Now all they needed was the evidence to convict the two innocent men and cover themselves in glory as great crime fighters. There was no evidence to be found, however, something that did very little to slow down the police investigators or the local prosecutor who had already decided that Fritz and Williamson were guilty. A combination of creatively coerced "confessions," testimony from local lowlifes (one who was later to be convicted of the very crime in question), sloppy testimony from experts, a judge who proved his own incompetence, and lies suggested to, and regurgitated by, jailhouse snitches, managed to convict both the men.

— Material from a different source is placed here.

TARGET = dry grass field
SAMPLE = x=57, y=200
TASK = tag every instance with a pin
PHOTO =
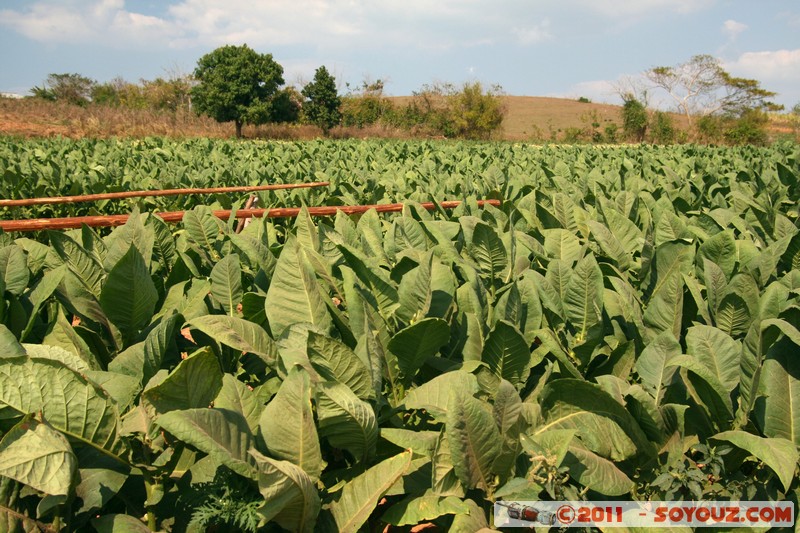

Their story is one that most of us would like to believe never happens in this country. Unfortunately, as Grisham proves in The Innocent Man, it probably happens much more often than we know. All it takes is the right combination of incompetent policemen, investigators, expert witnesses, prosecutors and judges to make it possible. Ron Williamson and Dennis Fritz had years stolen from them and their lives were largely ruined by the very people charged with protecting the public welfare. This is one scary story.

Grisham tells the Fritz and Williamson story in a very straightforward way. There is no attempt to "novelize" what happened through the use of extensively recreated dialogue or by speaking from the points-of-view of its main characters. That does make for some rather dry reading at times but the details resulting from Grisham's research makes his straight reporting of the facts a fascinating one. The 10-disc unabridged audio version of The Innocent Man is read by Craig Wasson who does a particularly effective job in giving a voice to Ron Williamson's frustration and outright anger about the situation in which he found himself.

Fans of John Grisham's novels, in which the action seldom seems to stop, might find the pace of this one to be a little slow. But Grisham had an important story to tell and he told it well.